Life of Pi

Life of Pi Summary and Analysis of Part 3

Summary

The author explains that what follows are transcripts of a recorded conversation between Pi and two men, Mr. Okamoto and Mr. Chiba, of the Maritime Department in the Japanese Ministry of Transport, after they come to see him in the hospital in Tomatlan, Mexico.

Mr. Okamoto gives Pi a cookie, and asks if he would be willing to tell them everything that happened to him. Chapter 97 says simply, “The story.” After the story Mr. Okamoto and Mr. Chiba think Pi is fooling with them. They take a break, and Pi asks for another cookie.

Mr. Okamoto tells Pi that they don’t believe his story because bananas don’t float. Pi says that they do, and insists that they test it. They do, and it becomes clear that bananas do float. They tell Pi that they also don’t believe him about the island, or about Richard Parker. Pi tries to convince them, and they remain hard to persuade. They insist that they want the true story, which leads Pi to tell them a completely different story.

In this new story, Pi (Richard Parker) ended up in the lifeboat with his mother (the orangutan), the cook (the hyena), and a sailor (the zebra). The cook was voracious, and ate things like flies and rats even when he still had plenty of rations left. The sailor was young, and had broken his leg getting into the lifeboat. He only knew Chinese, and he suffered greatly.

As the sailor’s leg got infected, the cook said they must amputate it to save the sailor’s life. This they did, using only surprise as an anesthetic. The cook later let it slip that he had amputated the leg to use it as fishing bait, but it was too decayed and did not work effectively. The sailor died, and the cook butchered him. He claimed this too was for bait, but after a few days he started eating the flesh himself. Pi and his mother never ate any of it, but they did start to eat the fish and the turtles that the cook captured from the sea.

One day Pi was too weak to pull in a turtle, and the cook hit him. His mother hit the cook back, and sent Pi to the raft. The cook killed the mother.

Eventually Pi got back onto the boat with the cook. They shared a turtle, then Pi killed the cook with the knife the cook left out. Pi subsequently ate some of the cook's organs and flesh.

Mr. Okamoto and Mr. Chiba notice the parallels in the two stories. They continue to question Pi about how the boat actually sank.

The final chapter contains Mr. Okamoto’s report after the interrogation, in which he says that the cause of the Tsimtsum’s sinking is impossible to determine, and references Pi’s amazing feat of having survived 227 days at sea with an adult tiger.

Analysis

Part 3 of Life of Pi revisits and reemphasizes themes raised earlier in the novel, as well as complicating and redefining them and the story itself. With the exceptions of the author’s chapters scattered throughout the novel, Part 3 is the first significant portion of the text that departs from Pi’s point of view to tell his story. This is especially significant, because Pi has claimed that his story is over; the author’s choice to continue it is in a way a departure from Pi’s presentation of, and thus control of, his story.

This idea of narrative control is crucial. Pi tells Mr. Okamoto and Mr. Chiba that everything in life is inherently a story - even facts, because they are being perceived by someone, and thus can never be truly objective. Yet in the mens' unwillingness to believe Pi's story, they weaken his control over it. Even faced with evidence—the floating bananas, the meerkat bones—they stand firm in their disbelief.

In response, Pi tells another story, one which should be more believable to them. In being forced to do so, he is in essence losing his control as storyteller - for the mens' dislike of zoo animals being involved must define how he tells the story.

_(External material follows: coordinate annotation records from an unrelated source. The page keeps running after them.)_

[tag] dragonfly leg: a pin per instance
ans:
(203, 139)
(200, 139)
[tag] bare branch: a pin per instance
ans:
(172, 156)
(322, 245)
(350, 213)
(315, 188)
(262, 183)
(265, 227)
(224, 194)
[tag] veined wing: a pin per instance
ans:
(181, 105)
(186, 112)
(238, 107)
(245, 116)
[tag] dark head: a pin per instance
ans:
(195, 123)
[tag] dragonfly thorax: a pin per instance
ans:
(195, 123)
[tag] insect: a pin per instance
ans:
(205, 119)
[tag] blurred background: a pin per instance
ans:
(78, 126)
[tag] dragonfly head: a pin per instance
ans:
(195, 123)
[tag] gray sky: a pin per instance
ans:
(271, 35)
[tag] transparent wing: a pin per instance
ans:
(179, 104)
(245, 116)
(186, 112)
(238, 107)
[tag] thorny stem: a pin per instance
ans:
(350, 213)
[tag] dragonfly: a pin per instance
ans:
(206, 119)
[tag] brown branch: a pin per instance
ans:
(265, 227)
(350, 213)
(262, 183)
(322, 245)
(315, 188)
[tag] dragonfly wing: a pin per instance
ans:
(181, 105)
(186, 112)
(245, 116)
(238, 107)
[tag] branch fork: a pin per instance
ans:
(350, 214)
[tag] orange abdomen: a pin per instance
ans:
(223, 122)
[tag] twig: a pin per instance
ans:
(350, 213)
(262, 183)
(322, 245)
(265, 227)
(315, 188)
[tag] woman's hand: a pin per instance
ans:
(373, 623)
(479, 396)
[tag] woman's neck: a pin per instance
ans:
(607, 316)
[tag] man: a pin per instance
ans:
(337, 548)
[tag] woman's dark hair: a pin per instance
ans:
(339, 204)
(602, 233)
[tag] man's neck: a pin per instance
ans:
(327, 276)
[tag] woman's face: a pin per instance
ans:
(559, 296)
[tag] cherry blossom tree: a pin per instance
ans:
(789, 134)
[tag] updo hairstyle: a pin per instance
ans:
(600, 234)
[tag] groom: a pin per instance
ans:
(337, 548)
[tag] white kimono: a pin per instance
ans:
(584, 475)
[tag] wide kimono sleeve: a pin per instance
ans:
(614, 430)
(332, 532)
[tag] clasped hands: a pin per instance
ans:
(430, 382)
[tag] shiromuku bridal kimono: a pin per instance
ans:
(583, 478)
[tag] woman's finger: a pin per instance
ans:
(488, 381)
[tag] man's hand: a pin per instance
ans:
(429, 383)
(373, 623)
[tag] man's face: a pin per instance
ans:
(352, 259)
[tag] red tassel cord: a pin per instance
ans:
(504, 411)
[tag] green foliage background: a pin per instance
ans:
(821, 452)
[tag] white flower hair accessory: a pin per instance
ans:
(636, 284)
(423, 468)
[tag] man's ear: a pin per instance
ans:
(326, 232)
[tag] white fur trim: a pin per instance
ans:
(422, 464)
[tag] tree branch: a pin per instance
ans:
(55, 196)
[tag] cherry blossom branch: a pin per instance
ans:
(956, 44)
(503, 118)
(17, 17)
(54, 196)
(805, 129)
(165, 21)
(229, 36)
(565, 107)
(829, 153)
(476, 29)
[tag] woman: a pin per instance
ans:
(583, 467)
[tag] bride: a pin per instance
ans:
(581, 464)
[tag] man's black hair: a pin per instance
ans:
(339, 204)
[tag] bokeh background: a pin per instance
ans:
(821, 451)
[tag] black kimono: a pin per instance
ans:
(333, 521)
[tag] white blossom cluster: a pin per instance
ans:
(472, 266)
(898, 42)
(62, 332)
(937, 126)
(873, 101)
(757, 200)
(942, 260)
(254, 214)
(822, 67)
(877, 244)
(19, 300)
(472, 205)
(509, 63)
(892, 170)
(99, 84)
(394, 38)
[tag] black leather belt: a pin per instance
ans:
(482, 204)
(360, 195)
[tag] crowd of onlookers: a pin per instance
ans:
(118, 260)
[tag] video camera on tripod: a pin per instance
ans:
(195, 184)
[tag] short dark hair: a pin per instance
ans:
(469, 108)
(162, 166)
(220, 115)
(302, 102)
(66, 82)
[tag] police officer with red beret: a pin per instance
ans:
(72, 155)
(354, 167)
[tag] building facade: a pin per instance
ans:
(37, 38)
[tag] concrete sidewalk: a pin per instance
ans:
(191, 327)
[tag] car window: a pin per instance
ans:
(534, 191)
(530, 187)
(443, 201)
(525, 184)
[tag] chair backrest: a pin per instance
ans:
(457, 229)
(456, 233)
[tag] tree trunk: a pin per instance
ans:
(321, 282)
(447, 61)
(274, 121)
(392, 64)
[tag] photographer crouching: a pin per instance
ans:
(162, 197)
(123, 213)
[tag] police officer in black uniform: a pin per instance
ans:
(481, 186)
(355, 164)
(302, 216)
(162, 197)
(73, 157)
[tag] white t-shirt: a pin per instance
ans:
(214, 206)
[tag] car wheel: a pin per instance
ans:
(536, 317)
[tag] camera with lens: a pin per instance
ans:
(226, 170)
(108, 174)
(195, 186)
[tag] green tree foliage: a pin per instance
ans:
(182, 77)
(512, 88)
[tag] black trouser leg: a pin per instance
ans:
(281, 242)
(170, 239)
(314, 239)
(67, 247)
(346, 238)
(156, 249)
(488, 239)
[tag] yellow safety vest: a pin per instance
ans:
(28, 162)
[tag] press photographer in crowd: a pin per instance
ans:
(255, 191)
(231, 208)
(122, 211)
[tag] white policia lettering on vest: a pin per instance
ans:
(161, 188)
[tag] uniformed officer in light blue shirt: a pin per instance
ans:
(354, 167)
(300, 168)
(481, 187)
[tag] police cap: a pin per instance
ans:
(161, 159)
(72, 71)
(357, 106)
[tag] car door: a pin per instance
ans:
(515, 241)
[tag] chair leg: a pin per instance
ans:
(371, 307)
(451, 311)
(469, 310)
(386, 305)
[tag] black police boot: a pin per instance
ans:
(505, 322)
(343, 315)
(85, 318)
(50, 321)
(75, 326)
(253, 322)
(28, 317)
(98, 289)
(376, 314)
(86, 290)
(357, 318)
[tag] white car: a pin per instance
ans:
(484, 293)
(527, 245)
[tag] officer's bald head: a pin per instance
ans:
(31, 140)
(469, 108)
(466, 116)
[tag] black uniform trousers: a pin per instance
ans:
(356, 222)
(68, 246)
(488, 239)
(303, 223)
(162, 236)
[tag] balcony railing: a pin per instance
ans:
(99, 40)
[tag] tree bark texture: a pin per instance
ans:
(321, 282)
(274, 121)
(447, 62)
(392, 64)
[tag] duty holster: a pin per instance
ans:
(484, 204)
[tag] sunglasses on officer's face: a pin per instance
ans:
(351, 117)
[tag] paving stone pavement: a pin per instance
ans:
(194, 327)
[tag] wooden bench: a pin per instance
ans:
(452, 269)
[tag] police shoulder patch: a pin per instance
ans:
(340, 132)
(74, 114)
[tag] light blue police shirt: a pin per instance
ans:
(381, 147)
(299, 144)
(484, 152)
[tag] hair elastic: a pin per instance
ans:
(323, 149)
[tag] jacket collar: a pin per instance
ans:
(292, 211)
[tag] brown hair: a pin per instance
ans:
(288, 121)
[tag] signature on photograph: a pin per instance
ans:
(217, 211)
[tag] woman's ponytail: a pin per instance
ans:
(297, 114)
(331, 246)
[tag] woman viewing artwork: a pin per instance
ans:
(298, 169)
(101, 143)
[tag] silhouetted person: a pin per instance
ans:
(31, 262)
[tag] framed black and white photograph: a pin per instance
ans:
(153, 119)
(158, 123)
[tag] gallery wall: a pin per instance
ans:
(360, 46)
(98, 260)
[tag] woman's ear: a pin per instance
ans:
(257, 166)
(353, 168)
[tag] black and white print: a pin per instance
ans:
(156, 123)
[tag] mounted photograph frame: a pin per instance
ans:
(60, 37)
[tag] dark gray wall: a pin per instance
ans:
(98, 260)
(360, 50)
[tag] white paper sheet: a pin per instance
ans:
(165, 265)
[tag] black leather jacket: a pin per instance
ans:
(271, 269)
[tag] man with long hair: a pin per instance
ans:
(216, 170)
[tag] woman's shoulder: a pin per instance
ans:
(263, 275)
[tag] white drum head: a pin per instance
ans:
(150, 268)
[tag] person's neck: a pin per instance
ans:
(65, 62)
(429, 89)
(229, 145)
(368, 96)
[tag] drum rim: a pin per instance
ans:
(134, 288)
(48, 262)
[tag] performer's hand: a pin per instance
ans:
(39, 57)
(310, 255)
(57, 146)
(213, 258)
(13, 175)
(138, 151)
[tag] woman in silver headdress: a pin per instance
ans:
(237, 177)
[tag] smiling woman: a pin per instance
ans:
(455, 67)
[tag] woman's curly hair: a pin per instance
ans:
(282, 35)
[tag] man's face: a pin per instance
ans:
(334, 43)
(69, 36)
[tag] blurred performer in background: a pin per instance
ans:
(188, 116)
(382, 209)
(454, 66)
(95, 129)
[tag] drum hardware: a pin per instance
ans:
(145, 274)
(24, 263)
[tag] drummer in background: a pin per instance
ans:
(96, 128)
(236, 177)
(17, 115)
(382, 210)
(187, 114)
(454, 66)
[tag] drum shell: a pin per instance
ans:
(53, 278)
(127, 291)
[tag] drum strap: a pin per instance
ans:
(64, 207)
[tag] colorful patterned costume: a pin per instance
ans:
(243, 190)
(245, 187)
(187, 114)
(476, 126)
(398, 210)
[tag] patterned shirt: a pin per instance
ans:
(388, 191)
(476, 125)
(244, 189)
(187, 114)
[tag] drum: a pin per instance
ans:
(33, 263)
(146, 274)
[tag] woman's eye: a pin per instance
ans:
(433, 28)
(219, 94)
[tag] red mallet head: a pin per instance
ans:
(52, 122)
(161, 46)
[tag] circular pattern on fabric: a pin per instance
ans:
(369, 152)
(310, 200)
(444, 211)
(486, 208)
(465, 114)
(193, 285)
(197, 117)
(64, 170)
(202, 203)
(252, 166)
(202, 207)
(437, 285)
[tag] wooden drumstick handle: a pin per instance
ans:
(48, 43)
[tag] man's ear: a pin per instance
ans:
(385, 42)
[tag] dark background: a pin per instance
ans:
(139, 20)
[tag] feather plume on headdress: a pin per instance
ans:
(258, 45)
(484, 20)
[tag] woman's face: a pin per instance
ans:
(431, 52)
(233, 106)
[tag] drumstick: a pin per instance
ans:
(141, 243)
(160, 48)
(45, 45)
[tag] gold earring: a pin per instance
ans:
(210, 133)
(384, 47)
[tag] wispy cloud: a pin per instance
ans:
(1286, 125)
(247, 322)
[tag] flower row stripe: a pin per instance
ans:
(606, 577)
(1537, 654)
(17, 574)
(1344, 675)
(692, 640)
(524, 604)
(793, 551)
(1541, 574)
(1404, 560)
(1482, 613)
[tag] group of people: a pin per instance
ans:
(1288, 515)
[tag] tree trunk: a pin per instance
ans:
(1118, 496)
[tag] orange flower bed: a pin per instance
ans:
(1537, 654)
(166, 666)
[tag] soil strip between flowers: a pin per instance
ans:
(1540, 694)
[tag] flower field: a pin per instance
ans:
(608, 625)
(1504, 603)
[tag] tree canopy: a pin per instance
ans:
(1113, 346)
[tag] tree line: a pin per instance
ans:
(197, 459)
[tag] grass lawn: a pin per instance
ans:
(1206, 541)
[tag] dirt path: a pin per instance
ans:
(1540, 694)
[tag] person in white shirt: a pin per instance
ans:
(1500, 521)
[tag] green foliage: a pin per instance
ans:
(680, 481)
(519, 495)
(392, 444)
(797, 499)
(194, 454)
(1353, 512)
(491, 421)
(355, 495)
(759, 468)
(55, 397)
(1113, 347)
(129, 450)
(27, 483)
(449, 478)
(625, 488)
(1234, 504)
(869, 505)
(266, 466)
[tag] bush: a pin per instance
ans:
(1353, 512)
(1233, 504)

Pi’s second story is, seemingly, more realistic, as well as significantly more tragic and horrifying. In both stories, he survives a long and terrible ordeal, but in the second, he seems to contains both his own, rational self, and the ferocious, wild, and very dangerous Richard Parker. Even if this is not the “true” story, the possibility of such a division of Pi’s personality is made clear by his doing so here—throughout his ordeal, we see his need to survive slowly overpowering his rational (vegetarian) self.

Yet while the second telling of the story may cast doubt for the reader on the first story, it is not meant to do so for more than a moment. Even the highly skeptical Mr. Okamoto and Mr. Chiba in the end choose to believe the first - the better story - because Pi tells them that they may. Neither story affects their investigation, so there is no reason not to take the less tragic and more "enjoyable" story as the true story. And this is how Pi finally defines his belief in God, and why Mr. Adirubasamy tells the author that this story will make him believe in God. Why not believe in a fundamentally benevolent universe?